Обсуждение: Any plans to expose publicly (via stored proc) relation_needs_vacanalyze, or some flavour of do_autovacuum?

Поиск
Список
Период
Сортировка

Any plans to expose publicly (via stored proc) relation_needs_vacanalyze, or some flavour of do_autovacuum?

От
Vlad Romascanu
Дата:
Imagine the following sequence of events:
1. a "writer" session begins a transaction, growing the number of live
tuples in several tables (e.g. via COPY) from mere tens (or hundreds)
to tens of thousands of tuples, then COMMITs
2. one or more "reader" sessions perform a SELECT ... JOIN on the very
tables grown by the "writer" session

Currently, unless the autovacuum daemon happens to run after the
"writer" session COMMITs and complete before the "reader" session(s)
SELECT, then the "reader" session(s) may complete execution in minutes
instead of milliseconds because of an incorrect execution plan based
on stale statistics.  Have seen this happen in reality.

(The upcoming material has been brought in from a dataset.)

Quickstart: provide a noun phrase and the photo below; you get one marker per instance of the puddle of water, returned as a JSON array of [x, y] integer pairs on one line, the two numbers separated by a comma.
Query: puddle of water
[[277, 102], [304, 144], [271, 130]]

In my specific case, all write operations are serialized via an
application-level mutex, i.e. there will only be one "writer" session
and multiple "reader" sessions at any given time.  In such a setup,
the most obvious workaround is to explicitly ANALYZE the affected
tables, prior to COMMITting, in the "writer" session.  New data would
thus be committed along with up-to-date statistics.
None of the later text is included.